President Vladimir Putin held talks March 1 with Abu Dhabi’s Crown Prince Mohammed bin Zayed to discuss OPEC+ strategy a day ahead of the oil cartel meeting to decide output quotas as crude trades above $100/b against the backdrop of the Ukraine conflict.

“The progress in implementing the OPEC+ agreement was discussed. The intention to continue coordination between the two countries in the interests of maintaining stability in the global energy market was emphasized,” the Kremlin said in an official statement following the call.

Their call comes as international pressure grows on Russia to end its invasion of Ukraine. OPEC kingpins Saudi Arabia and the UAE have avoided criticizing Russia’s actions as the US along with its allies have hit the Kremlin with far reaching financial sanctions.

OPEC+ is thought to be sticking with its strategy of adding 400,000 b/d of incremental output to supply despite growing concerns among consumer nations over high prices.

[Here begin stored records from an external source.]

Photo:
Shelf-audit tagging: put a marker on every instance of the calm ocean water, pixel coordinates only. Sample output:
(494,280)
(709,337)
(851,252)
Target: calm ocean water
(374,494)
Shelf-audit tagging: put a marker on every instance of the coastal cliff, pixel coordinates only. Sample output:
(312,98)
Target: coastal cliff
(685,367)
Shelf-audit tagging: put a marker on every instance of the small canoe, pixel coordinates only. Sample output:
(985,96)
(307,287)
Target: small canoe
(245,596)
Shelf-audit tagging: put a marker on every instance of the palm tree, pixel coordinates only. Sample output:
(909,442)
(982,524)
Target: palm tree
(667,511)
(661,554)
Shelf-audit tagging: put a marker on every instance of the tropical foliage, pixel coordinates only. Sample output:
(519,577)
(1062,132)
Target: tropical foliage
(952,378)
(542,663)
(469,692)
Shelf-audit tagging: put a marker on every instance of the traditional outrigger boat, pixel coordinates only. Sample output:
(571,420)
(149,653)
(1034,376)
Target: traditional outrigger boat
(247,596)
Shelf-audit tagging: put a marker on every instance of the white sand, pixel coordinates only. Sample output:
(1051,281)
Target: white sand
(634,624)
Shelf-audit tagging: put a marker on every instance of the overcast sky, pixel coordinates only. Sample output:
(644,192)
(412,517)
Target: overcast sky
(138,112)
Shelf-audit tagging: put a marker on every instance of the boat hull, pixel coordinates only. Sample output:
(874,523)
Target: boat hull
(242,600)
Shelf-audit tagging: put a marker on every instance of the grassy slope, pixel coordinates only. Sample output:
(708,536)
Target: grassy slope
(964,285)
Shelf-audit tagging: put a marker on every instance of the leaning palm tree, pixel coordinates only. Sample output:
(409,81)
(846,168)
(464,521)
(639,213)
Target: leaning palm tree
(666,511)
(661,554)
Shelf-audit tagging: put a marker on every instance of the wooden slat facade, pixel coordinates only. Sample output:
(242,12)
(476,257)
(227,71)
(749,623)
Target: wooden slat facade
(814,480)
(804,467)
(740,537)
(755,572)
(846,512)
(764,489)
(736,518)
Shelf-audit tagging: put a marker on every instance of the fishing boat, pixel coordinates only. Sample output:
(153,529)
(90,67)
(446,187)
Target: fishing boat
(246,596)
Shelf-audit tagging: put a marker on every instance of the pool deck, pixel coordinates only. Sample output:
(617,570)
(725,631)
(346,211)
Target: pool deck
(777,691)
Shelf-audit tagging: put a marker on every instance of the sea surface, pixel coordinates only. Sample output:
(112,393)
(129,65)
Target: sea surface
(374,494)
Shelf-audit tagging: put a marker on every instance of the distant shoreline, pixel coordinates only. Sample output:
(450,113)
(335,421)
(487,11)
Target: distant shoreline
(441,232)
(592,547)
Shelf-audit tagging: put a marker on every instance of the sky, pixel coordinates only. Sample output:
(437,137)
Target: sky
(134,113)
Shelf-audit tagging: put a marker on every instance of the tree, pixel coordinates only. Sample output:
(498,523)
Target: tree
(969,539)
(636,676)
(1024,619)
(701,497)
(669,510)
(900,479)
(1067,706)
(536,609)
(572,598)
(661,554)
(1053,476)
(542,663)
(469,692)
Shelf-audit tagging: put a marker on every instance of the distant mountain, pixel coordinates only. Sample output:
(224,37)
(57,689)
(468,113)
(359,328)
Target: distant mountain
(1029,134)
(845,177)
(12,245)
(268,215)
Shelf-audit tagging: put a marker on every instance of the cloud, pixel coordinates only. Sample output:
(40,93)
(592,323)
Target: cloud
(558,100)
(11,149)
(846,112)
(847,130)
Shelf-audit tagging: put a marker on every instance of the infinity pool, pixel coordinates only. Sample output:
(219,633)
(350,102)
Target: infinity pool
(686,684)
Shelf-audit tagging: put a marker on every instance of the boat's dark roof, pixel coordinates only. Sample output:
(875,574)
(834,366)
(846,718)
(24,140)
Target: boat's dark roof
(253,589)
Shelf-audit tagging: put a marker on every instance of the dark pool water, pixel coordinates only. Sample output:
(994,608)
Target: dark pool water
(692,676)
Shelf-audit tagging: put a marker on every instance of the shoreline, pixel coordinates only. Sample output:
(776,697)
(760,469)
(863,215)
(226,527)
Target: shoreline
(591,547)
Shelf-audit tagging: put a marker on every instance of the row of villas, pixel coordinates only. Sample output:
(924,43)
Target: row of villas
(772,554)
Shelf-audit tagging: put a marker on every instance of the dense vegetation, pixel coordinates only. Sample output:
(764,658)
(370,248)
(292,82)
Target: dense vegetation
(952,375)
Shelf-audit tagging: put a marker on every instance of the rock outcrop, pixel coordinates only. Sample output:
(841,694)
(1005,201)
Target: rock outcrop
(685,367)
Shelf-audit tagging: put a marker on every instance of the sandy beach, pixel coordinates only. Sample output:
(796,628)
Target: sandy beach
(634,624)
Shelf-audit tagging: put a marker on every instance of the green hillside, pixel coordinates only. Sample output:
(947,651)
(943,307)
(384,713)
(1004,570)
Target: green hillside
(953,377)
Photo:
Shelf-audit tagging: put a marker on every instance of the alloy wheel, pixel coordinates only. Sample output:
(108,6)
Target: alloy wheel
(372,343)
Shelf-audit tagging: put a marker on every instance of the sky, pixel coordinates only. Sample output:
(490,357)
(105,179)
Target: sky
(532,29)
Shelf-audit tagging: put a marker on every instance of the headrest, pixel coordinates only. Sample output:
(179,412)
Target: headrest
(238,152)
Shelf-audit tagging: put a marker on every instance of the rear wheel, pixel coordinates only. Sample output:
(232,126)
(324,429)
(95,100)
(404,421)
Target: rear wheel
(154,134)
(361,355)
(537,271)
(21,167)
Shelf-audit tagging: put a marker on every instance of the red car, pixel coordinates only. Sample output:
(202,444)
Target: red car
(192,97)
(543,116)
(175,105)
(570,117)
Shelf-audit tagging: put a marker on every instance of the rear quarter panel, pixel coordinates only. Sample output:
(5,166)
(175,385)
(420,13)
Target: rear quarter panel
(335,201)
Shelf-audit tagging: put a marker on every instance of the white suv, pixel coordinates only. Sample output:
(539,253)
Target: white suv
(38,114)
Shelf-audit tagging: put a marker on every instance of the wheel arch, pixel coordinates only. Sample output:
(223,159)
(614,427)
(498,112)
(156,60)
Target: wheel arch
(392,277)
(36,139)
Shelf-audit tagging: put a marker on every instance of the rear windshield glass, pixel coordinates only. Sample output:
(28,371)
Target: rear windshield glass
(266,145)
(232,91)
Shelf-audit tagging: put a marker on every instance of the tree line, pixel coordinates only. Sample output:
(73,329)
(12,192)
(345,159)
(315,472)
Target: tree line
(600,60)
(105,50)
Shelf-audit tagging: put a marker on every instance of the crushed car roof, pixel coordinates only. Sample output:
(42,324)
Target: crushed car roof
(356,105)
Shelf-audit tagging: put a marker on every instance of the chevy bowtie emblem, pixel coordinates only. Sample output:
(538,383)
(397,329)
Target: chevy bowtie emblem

Crude futures were again up sharply, with May ICE Brent trading at $101.69/b at 1100 GMT, up $3.73/b from the previous settlement. ICE Brent had previously reached an intraday high of $102.32/b in Asian morning trading. April Nymex WTI was at $99.03/b, up $3.46/b, at the same time.

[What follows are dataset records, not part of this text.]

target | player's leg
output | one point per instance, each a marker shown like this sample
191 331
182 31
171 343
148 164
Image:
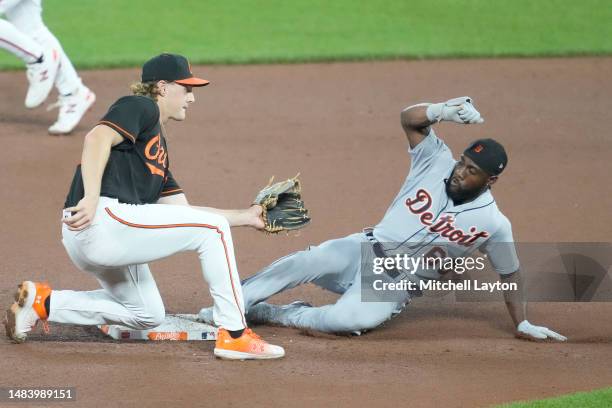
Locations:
330 265
129 297
348 315
134 234
123 234
75 98
41 64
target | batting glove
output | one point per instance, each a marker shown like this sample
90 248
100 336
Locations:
458 110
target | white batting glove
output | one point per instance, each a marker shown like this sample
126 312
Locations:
528 330
458 110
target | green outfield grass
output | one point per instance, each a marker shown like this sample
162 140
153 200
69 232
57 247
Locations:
594 399
111 33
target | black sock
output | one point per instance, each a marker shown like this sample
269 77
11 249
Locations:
235 333
48 304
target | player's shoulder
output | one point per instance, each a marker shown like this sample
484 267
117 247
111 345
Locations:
499 219
137 102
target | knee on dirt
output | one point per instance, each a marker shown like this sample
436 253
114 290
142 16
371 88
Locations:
340 321
149 315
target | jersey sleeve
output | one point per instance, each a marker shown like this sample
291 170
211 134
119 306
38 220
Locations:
171 187
428 153
130 116
501 251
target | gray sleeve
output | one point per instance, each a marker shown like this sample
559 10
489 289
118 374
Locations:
426 154
501 251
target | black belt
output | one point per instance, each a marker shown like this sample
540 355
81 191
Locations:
379 251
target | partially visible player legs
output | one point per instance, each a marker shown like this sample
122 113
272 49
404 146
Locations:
75 98
123 234
129 298
332 264
123 238
348 315
42 64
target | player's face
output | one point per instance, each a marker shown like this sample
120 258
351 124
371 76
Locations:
177 100
467 180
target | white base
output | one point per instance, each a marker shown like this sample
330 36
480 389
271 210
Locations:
183 327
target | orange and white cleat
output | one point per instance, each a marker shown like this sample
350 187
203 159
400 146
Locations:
27 310
249 346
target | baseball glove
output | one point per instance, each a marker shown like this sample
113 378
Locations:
283 208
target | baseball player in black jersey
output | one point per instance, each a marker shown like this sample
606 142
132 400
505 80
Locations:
124 209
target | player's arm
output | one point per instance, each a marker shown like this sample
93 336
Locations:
517 308
417 119
250 217
96 151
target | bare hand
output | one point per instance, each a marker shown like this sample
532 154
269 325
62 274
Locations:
82 215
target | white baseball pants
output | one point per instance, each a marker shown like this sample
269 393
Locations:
116 249
24 34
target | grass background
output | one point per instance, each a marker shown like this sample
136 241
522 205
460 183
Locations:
594 399
113 33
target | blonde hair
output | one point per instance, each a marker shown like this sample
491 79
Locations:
145 89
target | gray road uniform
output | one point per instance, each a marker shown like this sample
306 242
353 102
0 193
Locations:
421 214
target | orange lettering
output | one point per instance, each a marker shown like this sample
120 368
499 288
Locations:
155 170
148 153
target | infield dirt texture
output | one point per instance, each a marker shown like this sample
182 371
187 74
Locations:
339 125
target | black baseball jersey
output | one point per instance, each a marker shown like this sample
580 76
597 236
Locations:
137 170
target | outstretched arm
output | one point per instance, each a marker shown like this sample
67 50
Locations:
417 119
96 151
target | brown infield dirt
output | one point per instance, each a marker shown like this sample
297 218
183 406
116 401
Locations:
338 124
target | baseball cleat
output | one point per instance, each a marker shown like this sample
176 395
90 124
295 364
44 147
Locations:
205 316
72 109
249 346
41 76
27 310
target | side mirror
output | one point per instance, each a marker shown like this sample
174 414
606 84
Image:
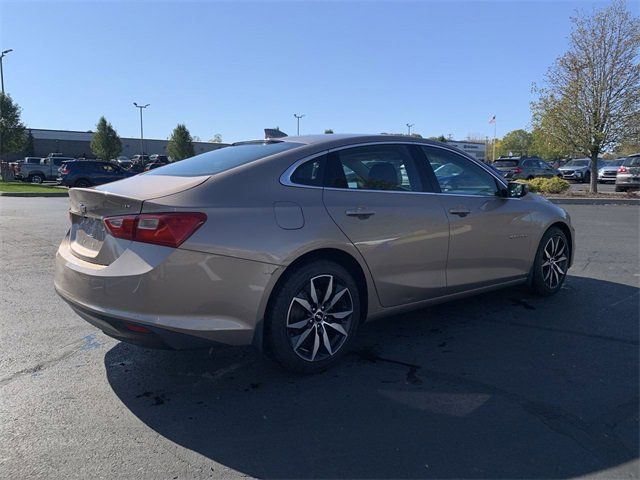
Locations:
517 190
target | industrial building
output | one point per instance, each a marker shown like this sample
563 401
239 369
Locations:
475 149
78 144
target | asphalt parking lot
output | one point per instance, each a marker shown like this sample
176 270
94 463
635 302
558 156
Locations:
504 385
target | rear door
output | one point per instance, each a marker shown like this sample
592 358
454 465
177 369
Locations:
490 235
376 196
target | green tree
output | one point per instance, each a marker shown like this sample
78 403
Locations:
592 95
29 145
105 143
547 146
12 130
180 144
516 142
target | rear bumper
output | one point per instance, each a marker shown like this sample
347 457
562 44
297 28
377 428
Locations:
186 299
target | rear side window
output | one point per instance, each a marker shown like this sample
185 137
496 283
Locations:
375 167
457 175
310 173
222 159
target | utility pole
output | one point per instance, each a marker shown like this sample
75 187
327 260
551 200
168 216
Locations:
141 130
298 117
409 125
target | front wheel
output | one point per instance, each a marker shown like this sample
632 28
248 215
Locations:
313 317
551 262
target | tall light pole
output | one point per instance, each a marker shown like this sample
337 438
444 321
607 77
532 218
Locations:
298 117
141 129
409 125
2 54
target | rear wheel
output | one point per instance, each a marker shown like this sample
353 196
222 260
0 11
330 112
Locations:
313 317
551 263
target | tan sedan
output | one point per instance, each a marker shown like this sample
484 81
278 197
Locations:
291 244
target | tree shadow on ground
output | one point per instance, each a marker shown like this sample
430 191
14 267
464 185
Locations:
502 385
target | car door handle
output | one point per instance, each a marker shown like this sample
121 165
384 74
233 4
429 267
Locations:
460 211
360 212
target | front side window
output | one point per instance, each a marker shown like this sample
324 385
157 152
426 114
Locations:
458 175
374 167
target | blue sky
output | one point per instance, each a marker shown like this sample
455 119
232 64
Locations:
236 67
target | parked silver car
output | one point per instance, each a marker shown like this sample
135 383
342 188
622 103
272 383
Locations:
628 176
578 169
524 168
291 244
609 170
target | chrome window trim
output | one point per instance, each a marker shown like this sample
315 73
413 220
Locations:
285 178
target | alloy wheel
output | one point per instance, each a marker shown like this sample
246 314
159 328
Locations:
319 318
555 261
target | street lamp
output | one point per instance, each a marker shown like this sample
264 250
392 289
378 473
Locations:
4 52
298 117
141 130
409 125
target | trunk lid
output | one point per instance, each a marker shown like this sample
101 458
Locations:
88 236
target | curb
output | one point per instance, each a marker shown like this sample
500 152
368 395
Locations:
34 194
594 201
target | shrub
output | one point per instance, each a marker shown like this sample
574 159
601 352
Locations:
548 185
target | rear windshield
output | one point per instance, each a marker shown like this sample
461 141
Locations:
505 163
222 159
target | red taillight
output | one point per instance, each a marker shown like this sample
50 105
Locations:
168 229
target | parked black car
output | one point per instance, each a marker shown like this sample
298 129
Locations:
157 161
86 173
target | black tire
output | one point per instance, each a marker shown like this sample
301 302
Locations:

Buyers of Russian crude on international markets are already looking for alternatives. Finnish refiner Neste said Feb. 28 that due to the “current situation and the uncertainty in the market, Neste has mostly replaced Russian crude oil with other crudes,” adding that it was closely monitoring “the development of sanctions and possible counter-sanctions” and preparing “various options in procurement, production and logistics.”

Meanwhile, some NATO countries have called for restrictions on Russia energy as part of a wide ranging security response. UK Foreign Secretary Elizabeth Truss on Feb. 27 called for G7 nations to discuss limits on imports of Russian oil and gas to boost energy security and a broad range of measures to force the Kremlin to back down. Canada announced late Feb. 28 a ban on the import of Russian oil, making it the first G7 nation to impose an embargo.

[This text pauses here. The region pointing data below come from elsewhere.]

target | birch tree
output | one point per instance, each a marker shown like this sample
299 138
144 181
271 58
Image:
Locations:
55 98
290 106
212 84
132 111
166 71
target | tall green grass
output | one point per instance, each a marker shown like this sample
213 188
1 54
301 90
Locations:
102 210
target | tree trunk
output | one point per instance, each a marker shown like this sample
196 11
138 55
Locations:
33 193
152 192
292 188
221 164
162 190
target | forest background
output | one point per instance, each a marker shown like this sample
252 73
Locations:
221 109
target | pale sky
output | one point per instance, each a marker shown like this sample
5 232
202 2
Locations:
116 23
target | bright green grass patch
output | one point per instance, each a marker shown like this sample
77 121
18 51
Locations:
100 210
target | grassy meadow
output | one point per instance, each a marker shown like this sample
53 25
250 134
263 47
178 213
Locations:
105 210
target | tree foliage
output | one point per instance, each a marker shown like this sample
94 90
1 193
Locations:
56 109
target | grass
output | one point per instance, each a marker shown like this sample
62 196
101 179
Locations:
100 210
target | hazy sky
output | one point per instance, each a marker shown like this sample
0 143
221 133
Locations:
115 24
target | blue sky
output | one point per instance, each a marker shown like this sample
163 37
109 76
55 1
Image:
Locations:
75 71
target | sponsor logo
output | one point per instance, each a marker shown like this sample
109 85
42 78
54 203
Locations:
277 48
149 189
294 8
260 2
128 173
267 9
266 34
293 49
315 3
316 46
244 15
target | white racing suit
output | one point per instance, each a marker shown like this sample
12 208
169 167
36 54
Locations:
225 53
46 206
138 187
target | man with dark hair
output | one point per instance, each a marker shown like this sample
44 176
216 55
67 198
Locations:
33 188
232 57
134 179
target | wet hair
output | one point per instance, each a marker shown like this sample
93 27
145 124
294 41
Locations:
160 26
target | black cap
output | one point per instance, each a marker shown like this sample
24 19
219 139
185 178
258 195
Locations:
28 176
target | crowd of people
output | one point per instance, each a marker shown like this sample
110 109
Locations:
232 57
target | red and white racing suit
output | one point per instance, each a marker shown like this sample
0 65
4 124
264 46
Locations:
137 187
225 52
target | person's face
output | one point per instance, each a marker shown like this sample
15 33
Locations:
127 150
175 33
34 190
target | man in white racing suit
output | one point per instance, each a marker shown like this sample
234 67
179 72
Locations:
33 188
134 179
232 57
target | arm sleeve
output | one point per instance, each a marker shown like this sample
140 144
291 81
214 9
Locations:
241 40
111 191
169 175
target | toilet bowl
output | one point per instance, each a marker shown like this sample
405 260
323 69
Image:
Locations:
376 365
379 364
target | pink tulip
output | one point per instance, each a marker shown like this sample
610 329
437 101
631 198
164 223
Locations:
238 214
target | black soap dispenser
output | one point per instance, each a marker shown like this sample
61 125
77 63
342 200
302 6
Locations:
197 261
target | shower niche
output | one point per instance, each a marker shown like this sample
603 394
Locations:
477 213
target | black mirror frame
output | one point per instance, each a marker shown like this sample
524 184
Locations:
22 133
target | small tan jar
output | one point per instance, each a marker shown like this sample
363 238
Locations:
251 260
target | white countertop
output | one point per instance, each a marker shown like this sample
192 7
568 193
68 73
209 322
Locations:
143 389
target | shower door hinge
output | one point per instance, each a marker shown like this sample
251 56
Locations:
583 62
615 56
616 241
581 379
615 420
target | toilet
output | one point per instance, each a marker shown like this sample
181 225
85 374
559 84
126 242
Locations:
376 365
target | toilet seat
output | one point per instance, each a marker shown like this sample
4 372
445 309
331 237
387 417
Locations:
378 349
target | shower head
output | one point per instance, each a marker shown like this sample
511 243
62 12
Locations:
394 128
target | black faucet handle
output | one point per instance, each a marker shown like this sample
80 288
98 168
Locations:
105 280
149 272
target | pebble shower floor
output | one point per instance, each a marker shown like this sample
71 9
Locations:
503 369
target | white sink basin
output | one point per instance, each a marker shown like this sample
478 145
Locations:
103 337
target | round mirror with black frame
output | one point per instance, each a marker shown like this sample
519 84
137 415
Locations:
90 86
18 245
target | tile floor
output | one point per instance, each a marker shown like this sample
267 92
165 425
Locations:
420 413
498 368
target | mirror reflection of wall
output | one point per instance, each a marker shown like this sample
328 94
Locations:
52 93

Sweden’s Preem said it had ceased imports of Russian crude, although it noted that Urals only accounted for 7% of its crude oil purchases.

“It [sanctions] will likely make many buyers more hesitant to purchase Russian oil,” said Rick Joswick, head of Global Oil Analytics at S&P Global Commodities Insights. “That will tend to drive down the price of Russian crude oil even more until it ultimately clears outside of its traditional markets in Europe,” Joswick said, noting that Urals were already at record discounts to North Sea grades in prior days.